Both bills passed unanimously in the state Senate and House of Representatives.

High Priority to Education

Jennifer Alexander, CEO of ConnCAN, a state education advocacy group, endorsed both bills.

“We are pleased that Gov. Malloy and the state legislature prioritized Connecticut students and educators this year by passing legislation that will help bring diverse and high-quality educators into our schools and prepare all our educators for the work ahead,” she said.

“Research shows educator effectiveness has more impact on student achievement than any other factor within a school’s control,” she said. “These bills go a long way towards ensuring our state is able to attract and recruit highly effective and diverse teachers and administrators and that we continue to push for rigorous educator training and preparation.”

8 Percent Minority Teachers

A ConnCAN study released in March revealed that 92 percent of Connecticut’s 36,823 public school teachers are white. The study reported that 3.5 percent of the state’s public school teachers are Hispanic, 3 percent are black, 1.1 percent are Indian and 0.13 percent are listed as other.

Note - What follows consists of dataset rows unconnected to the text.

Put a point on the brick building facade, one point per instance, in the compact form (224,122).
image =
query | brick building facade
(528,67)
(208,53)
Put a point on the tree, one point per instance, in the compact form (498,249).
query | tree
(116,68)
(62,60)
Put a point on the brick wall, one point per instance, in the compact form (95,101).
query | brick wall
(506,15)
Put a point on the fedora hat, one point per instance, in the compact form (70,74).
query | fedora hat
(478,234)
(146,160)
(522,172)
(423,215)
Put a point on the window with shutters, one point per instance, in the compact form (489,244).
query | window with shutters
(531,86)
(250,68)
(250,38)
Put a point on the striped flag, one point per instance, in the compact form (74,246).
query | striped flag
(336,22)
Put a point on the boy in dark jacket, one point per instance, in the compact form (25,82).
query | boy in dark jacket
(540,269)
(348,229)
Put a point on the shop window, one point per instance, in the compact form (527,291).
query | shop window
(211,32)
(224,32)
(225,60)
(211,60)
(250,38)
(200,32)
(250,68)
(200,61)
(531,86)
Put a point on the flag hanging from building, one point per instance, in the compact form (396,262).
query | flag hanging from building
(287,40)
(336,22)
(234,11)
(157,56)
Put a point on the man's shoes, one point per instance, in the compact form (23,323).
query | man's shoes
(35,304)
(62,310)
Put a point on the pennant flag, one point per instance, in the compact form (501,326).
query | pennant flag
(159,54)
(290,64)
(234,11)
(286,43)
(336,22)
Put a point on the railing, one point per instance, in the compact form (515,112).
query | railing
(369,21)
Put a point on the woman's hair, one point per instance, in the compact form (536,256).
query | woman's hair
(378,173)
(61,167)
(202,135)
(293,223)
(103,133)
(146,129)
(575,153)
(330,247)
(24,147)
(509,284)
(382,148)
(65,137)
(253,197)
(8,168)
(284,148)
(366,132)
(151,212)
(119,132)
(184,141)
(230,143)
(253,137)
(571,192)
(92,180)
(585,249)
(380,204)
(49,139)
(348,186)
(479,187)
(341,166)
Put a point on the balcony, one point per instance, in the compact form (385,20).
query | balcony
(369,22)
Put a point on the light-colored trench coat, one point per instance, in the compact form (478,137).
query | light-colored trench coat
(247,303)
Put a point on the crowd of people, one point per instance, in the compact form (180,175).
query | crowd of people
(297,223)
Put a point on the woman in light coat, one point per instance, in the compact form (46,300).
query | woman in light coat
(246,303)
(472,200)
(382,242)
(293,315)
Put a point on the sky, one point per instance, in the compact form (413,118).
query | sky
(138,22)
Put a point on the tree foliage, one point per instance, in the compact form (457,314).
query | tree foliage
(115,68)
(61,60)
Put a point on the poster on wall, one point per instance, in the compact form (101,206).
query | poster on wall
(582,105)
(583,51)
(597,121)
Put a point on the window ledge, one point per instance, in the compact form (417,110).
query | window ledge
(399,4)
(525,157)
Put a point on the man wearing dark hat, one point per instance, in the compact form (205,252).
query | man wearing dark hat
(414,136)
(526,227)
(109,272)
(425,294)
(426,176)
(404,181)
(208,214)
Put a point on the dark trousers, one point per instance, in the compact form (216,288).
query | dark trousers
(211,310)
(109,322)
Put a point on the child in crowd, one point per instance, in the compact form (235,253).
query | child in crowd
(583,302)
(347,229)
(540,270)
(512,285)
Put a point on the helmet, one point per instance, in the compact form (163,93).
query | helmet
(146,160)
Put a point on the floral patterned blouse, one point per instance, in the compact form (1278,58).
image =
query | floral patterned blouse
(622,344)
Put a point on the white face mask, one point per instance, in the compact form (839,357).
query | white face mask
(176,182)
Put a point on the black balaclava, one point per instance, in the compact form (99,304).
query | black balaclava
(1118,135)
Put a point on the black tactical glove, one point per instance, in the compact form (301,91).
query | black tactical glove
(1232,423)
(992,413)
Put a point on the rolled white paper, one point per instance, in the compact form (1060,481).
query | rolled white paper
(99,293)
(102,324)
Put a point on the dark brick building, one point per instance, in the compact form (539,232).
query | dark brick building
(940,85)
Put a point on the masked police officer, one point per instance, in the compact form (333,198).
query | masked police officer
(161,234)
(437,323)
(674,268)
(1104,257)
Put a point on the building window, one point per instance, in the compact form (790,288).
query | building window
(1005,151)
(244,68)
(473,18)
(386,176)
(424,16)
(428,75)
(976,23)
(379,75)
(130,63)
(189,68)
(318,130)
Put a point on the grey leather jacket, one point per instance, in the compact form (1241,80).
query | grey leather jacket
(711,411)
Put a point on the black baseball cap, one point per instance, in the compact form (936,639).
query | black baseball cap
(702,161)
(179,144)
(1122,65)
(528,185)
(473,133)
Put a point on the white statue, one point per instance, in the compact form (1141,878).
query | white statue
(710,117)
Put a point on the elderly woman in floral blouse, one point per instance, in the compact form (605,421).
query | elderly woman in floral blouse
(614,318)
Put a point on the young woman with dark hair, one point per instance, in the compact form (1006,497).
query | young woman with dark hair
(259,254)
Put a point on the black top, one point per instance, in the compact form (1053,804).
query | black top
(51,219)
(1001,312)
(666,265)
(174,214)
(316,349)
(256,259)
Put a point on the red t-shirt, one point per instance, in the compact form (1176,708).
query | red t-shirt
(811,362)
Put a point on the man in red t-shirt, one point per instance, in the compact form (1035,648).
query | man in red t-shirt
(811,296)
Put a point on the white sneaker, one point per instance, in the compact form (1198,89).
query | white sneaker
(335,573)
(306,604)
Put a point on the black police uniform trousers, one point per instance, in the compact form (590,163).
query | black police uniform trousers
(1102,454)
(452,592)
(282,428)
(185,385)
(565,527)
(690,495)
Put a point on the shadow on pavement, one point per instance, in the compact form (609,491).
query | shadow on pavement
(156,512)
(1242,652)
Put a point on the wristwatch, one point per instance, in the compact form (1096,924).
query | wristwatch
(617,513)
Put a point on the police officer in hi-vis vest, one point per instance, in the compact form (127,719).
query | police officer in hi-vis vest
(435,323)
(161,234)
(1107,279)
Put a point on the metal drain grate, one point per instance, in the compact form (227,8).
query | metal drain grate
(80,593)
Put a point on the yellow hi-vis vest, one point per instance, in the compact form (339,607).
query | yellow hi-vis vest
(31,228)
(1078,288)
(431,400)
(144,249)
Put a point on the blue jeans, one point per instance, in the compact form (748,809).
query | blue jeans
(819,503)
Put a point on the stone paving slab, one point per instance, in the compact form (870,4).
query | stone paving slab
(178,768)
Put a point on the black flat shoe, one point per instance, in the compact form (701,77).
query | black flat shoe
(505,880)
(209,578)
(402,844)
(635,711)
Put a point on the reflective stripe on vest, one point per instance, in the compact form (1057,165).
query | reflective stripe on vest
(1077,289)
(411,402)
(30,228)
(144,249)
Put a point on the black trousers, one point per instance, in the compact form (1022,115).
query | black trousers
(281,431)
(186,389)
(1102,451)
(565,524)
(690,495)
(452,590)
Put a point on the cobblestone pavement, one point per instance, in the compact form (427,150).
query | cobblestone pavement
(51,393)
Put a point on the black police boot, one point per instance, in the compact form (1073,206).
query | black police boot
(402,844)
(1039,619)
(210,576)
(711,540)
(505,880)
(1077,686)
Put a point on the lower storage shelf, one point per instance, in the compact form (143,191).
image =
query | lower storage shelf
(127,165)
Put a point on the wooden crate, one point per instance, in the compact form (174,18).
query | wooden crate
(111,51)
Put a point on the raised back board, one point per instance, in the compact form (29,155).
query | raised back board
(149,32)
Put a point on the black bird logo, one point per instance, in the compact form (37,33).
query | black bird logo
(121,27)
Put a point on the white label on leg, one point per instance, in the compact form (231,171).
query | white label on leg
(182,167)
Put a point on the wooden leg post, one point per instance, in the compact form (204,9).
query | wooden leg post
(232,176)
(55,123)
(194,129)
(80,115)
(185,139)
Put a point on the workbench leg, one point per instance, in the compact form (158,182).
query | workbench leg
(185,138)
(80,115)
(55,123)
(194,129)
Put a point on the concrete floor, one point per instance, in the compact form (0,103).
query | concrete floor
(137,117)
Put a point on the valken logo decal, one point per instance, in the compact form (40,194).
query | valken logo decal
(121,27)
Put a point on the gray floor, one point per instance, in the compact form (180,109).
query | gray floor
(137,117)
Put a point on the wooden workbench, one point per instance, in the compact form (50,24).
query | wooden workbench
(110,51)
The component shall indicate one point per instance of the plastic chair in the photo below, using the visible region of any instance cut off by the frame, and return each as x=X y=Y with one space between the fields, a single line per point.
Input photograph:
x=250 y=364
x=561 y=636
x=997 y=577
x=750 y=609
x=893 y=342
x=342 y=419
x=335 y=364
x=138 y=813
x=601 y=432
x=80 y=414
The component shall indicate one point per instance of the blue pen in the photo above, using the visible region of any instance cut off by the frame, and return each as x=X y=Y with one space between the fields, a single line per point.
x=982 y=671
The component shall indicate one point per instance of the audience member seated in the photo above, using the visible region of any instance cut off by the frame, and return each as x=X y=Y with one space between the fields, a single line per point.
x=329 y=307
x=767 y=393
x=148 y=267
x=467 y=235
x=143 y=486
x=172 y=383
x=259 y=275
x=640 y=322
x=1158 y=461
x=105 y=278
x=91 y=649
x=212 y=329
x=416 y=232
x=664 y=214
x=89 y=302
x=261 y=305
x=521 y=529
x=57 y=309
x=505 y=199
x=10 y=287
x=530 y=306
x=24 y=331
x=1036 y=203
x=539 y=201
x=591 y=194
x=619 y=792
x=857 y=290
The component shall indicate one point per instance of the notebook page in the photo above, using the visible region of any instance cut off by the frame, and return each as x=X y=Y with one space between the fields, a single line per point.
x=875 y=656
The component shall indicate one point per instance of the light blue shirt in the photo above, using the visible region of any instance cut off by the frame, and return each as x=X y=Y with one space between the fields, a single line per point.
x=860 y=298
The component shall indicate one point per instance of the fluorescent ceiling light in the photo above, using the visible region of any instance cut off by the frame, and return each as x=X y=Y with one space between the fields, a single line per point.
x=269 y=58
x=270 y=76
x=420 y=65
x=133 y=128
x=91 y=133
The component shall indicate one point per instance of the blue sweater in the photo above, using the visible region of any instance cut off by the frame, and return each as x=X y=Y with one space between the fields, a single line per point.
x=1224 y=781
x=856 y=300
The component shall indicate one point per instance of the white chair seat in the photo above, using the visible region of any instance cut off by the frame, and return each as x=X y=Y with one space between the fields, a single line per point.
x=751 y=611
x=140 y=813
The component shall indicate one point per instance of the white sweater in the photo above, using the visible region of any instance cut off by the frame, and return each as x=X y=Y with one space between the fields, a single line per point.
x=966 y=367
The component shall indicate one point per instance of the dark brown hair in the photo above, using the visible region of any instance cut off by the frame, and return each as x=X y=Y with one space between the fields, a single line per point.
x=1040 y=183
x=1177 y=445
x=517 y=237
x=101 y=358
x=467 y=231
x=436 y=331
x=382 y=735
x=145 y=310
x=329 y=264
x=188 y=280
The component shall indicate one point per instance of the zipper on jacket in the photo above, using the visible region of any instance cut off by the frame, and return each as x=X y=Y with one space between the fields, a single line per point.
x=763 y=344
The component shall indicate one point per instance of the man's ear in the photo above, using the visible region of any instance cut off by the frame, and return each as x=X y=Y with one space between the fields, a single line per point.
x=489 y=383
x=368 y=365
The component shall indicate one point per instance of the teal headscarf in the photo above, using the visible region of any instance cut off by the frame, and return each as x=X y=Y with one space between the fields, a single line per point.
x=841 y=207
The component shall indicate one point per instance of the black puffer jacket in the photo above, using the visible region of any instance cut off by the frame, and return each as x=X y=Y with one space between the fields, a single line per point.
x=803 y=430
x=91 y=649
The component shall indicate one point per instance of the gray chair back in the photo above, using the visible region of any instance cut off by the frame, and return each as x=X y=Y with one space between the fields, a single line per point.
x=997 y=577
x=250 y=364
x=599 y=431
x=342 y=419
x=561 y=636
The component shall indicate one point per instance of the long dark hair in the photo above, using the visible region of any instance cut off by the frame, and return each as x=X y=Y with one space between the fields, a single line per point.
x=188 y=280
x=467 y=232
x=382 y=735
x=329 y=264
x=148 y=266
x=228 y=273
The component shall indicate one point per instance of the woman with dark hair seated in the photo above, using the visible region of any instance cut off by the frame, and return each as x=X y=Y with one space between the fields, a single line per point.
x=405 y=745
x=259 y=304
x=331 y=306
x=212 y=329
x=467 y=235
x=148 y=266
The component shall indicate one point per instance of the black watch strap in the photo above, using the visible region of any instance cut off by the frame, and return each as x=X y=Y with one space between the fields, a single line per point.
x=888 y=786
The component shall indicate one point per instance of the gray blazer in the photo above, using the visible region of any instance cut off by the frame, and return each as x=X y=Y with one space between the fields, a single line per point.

“Right now, the richness of diversity in our student body is not mirrored in our teacher and school leaders,” Alexander said. “Almost half of Connecticut students are students of color, but only 8 percent of our teachers and 12 percent of our administrators are people of color.”

Scott X. Esdaile, president of Connecticut Chapter of the NAACP, said, “The passing of this legislation is a clear indication that our state leaders are committed to better preparing our highly qualified teachers for the job ahead and enhancing the educational experience for all our students.”